Somebody throw me a chair

Ragman

Veteran Expediter
Retired Expediter
These guys learn the pitfalls of yelling, "Somebody throw me a chair!" in the presence of rednecks.


> leenks.com - Why wrestlers shouldn't ask fans for help

Yep, There it is!

Rassling, the only real sport.


bull2.jpg
 

AMonger

Veteran Expediter
I dont watch rasslin any more, but when I did, I always lived the humor. Remember The Crusher? He was an old guy with a gruff voice and a shock of white hair. Before rasslin went national, he'd rassle as a good guy and fan favorite in the northern illinois and southern wisconsin circuit, then fly to western NY state and rassle there for a while as a heel. Don't know if he made the rounds elsewhere; probably.

Anyway, one day, he was being interviewed by Mean Gene Okerlund, and he rasped, "Gene, I'm going to be the World Champion of 1974."

Gene interjected, "Crusher, it's 1978."

"It is?" Crusher asked, appearing genuinely confused. "What happened to 75, 76, and 77? Well, no matter. I'm going to be the next world champion."
 

Ragman

Veteran Expediter
Retired Expediter
I dont watch rasslin any more, but when I did, I always lived the humor. Remember The Crusher? He was an old guy with a gruff voice and a shock of white hair. Before rasslin went national, he'd rassle as a good guy and fan favorite in the northern illinois and southern wisconsin circuit, then fly to western NY state and rassle there for a while as a heel. Don't know if he made the rounds elsewhere; probably.

Anyway, one day, he was being interviewed by Mean Gene Okerlund, and he rasped, "Gene, I'm going to be the World Champion of 1974."

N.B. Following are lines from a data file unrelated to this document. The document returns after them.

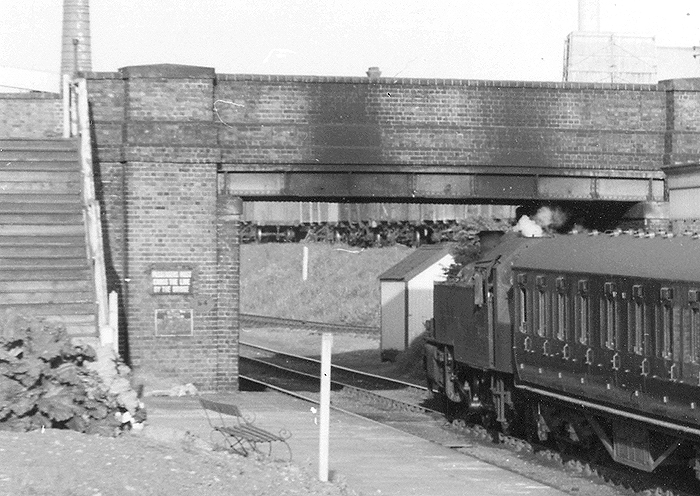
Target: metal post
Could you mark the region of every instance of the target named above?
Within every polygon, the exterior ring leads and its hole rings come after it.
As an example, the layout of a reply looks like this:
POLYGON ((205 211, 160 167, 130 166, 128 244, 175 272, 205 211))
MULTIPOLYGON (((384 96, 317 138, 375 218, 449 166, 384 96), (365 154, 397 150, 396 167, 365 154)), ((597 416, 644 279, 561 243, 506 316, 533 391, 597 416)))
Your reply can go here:
POLYGON ((319 412, 318 479, 328 482, 328 444, 331 411, 331 349, 333 334, 324 332, 321 341, 321 399, 319 412))
POLYGON ((63 97, 63 137, 70 138, 71 136, 71 124, 70 124, 70 77, 68 74, 63 74, 61 76, 61 94, 63 97))
POLYGON ((301 262, 301 280, 306 281, 309 278, 309 247, 304 247, 304 255, 301 262))

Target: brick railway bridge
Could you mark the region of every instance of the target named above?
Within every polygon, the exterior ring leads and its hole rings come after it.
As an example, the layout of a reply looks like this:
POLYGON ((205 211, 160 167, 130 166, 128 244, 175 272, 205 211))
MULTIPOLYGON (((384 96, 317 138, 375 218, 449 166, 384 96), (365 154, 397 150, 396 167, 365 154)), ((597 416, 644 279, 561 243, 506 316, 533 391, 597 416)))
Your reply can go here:
MULTIPOLYGON (((256 76, 167 64, 80 76, 121 352, 205 389, 237 383, 241 200, 562 202, 654 221, 666 211, 662 167, 700 157, 697 79, 256 76)), ((13 170, 50 159, 62 101, 2 95, 0 116, 0 160, 15 178, 2 182, 17 181, 13 170), (35 158, 23 159, 32 142, 35 158)), ((22 236, 6 245, 31 239, 22 236)))

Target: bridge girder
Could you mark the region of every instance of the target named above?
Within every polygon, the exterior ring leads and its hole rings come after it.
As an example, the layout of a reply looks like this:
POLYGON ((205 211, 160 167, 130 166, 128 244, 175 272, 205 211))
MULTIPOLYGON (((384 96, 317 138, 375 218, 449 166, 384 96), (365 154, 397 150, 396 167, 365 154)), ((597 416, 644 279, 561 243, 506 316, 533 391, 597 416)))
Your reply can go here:
POLYGON ((338 171, 338 166, 298 165, 277 170, 222 168, 219 191, 248 200, 329 199, 335 201, 447 201, 517 203, 525 201, 666 201, 660 171, 537 169, 521 167, 369 166, 338 171))

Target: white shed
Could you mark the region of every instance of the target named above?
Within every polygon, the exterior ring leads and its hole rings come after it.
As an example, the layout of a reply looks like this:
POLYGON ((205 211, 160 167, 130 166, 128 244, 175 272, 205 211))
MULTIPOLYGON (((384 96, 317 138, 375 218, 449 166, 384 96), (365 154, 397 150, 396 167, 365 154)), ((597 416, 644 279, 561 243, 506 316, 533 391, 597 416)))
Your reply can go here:
POLYGON ((382 360, 393 360, 433 318, 433 283, 454 262, 452 244, 424 245, 379 276, 382 360))

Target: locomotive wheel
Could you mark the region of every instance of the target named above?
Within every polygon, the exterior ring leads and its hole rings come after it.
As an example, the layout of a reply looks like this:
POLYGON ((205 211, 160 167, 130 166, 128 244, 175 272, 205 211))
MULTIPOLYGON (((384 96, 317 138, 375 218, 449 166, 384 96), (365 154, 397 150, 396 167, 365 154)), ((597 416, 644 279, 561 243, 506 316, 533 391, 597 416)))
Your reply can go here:
POLYGON ((262 243, 262 238, 263 238, 262 227, 258 227, 255 229, 255 241, 257 243, 262 243))
POLYGON ((284 240, 287 243, 294 243, 296 241, 296 234, 294 233, 294 229, 291 227, 287 228, 287 230, 284 232, 284 240))

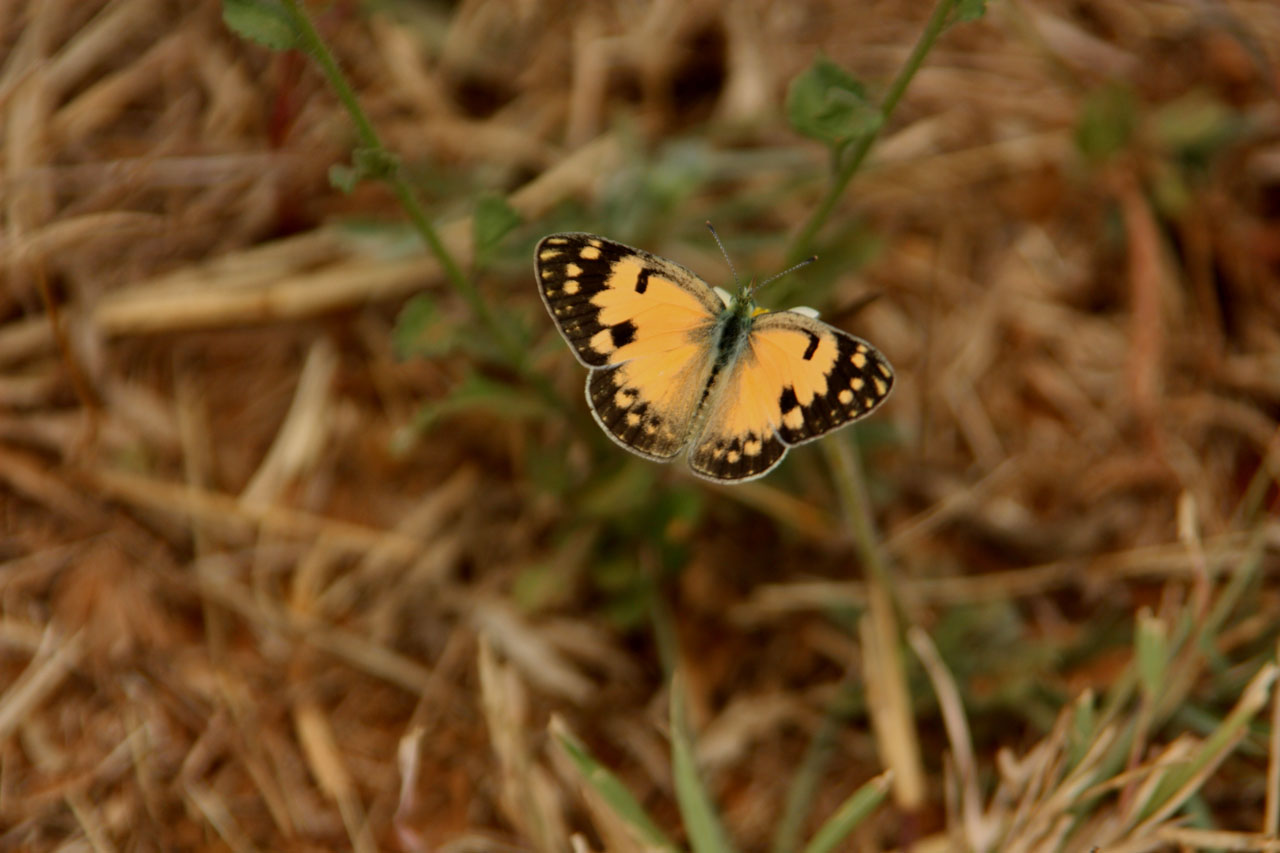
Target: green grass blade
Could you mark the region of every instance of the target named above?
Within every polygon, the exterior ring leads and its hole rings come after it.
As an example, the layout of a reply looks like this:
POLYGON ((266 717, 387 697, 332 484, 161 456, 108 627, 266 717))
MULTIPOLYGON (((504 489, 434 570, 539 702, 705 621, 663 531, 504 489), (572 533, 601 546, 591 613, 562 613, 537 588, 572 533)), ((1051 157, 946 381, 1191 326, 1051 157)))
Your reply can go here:
POLYGON ((583 781, 600 795, 614 813, 635 832, 636 839, 646 847, 677 853, 679 847, 667 838, 649 817, 638 800, 627 790, 622 780, 595 759, 586 744, 574 737, 559 718, 552 718, 551 736, 582 774, 583 781))
POLYGON ((720 825, 715 806, 694 760, 693 738, 685 717, 684 685, 679 674, 671 679, 671 768, 676 801, 694 853, 732 853, 733 845, 720 825))
POLYGON ((828 850, 836 849, 888 795, 889 774, 881 773, 840 804, 835 814, 827 818, 814 833, 813 839, 805 846, 804 853, 827 853, 828 850))
POLYGON ((822 773, 831 758, 836 734, 841 725, 835 710, 837 704, 832 703, 832 707, 827 709, 826 715, 822 718, 822 724, 814 733, 813 740, 809 742, 804 758, 800 760, 800 767, 791 780, 787 790, 786 804, 782 809, 782 818, 778 821, 778 828, 773 836, 773 853, 793 853, 800 846, 800 833, 804 820, 817 795, 818 786, 822 782, 822 773))
POLYGON ((1249 723, 1266 707, 1277 677, 1280 677, 1280 666, 1273 663, 1258 671, 1217 731, 1200 744, 1189 761, 1172 768, 1160 781, 1150 801, 1139 813, 1140 821, 1152 824, 1164 819, 1195 793, 1198 781, 1203 781, 1204 776, 1221 764, 1248 734, 1249 723))

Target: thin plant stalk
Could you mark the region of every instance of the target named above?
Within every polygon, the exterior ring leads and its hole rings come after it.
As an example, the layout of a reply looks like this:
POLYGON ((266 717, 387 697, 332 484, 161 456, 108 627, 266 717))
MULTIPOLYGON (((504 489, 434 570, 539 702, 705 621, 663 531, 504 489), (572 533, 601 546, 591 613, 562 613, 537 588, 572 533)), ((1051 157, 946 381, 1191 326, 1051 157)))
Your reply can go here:
POLYGON ((423 242, 427 244, 431 254, 435 255, 436 260, 440 262, 440 267, 444 270, 445 277, 448 278, 453 289, 467 303, 476 320, 493 335, 494 340, 497 341, 508 361, 513 365, 521 364, 523 361, 521 348, 507 333, 506 328, 493 316, 493 312, 489 310, 489 306, 480 295, 480 291, 462 272, 462 267, 458 265, 453 255, 445 247, 444 242, 441 241, 439 233, 437 233, 435 226, 431 224, 426 210, 418 200, 417 193, 414 192, 409 182, 405 180, 399 161, 382 144, 382 139, 378 136, 378 131, 374 128, 373 122, 369 120, 364 108, 360 106, 360 100, 356 97, 355 90, 351 88, 350 81, 347 80, 346 74, 339 67, 333 52, 329 50, 329 46, 320 37, 320 34, 316 32, 315 26, 311 23, 311 18, 299 8, 296 0, 284 0, 283 8, 288 12, 291 23, 297 32, 300 48, 320 66, 320 70, 324 73, 325 78, 328 79, 329 85, 338 96, 338 100, 342 102, 347 113, 351 116, 352 122, 355 124, 356 136, 360 140, 360 148, 357 151, 357 165, 374 177, 385 181, 391 187, 392 192, 395 193, 405 212, 409 214, 409 220, 413 223, 413 227, 422 237, 423 242))
POLYGON ((840 196, 844 195, 845 189, 849 186, 849 181, 853 180, 853 176, 862 167, 862 162, 867 159, 867 154, 870 153, 872 144, 880 135, 880 128, 883 128, 888 123, 889 116, 898 106, 898 101, 902 100, 903 94, 907 91, 907 86, 924 63, 924 58, 933 49, 933 44, 938 40, 938 36, 942 35, 942 31, 947 25, 947 19, 951 16, 951 11, 955 5, 956 0, 938 0, 938 4, 933 7, 933 14, 929 16, 929 21, 925 24, 924 31, 920 34, 920 38, 916 40, 915 47, 911 50, 911 55, 907 57, 907 61, 902 68, 898 69, 897 76, 893 78, 893 82, 889 84, 889 90, 885 92, 884 100, 880 104, 880 121, 877 123, 876 129, 858 137, 853 143, 852 150, 841 158, 844 162, 839 167, 835 180, 831 182, 831 186, 827 189, 827 194, 818 203, 809 220, 800 229, 800 233, 791 241, 791 249, 787 253, 790 263, 795 263, 810 253, 809 247, 813 243, 813 238, 822 226, 827 223, 827 220, 831 217, 831 211, 835 209, 836 202, 840 200, 840 196))

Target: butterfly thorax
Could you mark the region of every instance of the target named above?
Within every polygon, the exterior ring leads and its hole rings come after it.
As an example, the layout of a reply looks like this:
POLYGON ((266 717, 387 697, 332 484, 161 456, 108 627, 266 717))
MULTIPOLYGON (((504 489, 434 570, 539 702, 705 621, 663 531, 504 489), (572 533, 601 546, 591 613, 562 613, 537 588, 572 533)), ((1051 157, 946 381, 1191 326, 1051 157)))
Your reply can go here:
POLYGON ((754 308, 755 303, 750 296, 738 295, 717 319, 717 366, 728 366, 741 355, 751 331, 754 308))

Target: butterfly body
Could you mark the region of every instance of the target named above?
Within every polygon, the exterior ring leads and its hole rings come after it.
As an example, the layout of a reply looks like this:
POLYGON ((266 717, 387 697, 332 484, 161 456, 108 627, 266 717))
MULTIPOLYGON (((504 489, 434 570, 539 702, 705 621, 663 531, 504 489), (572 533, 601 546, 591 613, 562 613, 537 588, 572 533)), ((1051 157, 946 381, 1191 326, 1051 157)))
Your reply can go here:
POLYGON ((870 344, 797 311, 727 302, 672 261, 594 234, 544 238, 539 292, 578 360, 596 421, 649 459, 687 452, 707 479, 754 479, 787 448, 878 406, 893 372, 870 344))

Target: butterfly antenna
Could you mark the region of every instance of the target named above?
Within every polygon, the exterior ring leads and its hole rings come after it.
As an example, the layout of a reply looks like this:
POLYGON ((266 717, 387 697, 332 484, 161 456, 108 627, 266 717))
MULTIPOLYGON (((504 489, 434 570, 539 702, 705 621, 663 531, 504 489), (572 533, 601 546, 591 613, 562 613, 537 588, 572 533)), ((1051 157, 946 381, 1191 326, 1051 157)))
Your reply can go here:
POLYGON ((729 253, 724 250, 724 243, 720 242, 720 235, 716 233, 716 228, 711 224, 711 220, 707 220, 707 230, 711 232, 711 236, 716 238, 716 245, 720 247, 720 254, 724 255, 725 263, 729 265, 729 272, 733 273, 733 289, 741 290, 738 284, 738 271, 733 268, 733 260, 729 257, 729 253))
POLYGON ((777 275, 770 276, 769 278, 766 278, 764 281, 760 282, 760 283, 759 283, 759 284, 757 284, 755 287, 751 288, 751 292, 752 292, 752 293, 755 293, 757 290, 759 290, 760 288, 764 287, 764 286, 765 286, 766 284, 768 284, 769 282, 771 282, 771 281, 777 281, 778 279, 782 278, 784 275, 787 275, 787 274, 789 274, 789 273, 793 273, 793 272, 795 272, 796 270, 800 269, 801 267, 807 267, 807 266, 809 266, 809 264, 813 263, 813 262, 814 262, 814 261, 816 261, 817 259, 818 259, 818 256, 817 256, 817 255, 810 255, 809 257, 805 258, 803 261, 801 261, 800 263, 796 264, 795 266, 793 266, 793 267, 787 267, 785 270, 783 270, 782 272, 778 273, 777 275))

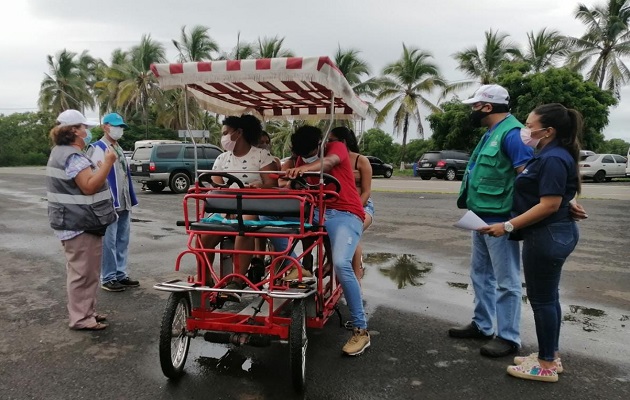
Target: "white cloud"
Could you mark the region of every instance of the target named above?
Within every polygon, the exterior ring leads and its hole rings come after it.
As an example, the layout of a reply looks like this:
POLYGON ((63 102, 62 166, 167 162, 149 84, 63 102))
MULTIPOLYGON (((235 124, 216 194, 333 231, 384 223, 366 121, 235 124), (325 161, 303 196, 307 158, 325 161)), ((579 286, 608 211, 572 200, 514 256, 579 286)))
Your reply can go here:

Gene interjected, "Crusher, it's 1978."

"It is?" Crusher asked, appearing genuinely confused. "What happened to 75, 76, and 77? Well, no matter. I'm going to be the next world champion."

I remember him well.

Rassling was so much better back then. The Rasslers came in all shapes and sizes. Now they all look like just your everyday body builder.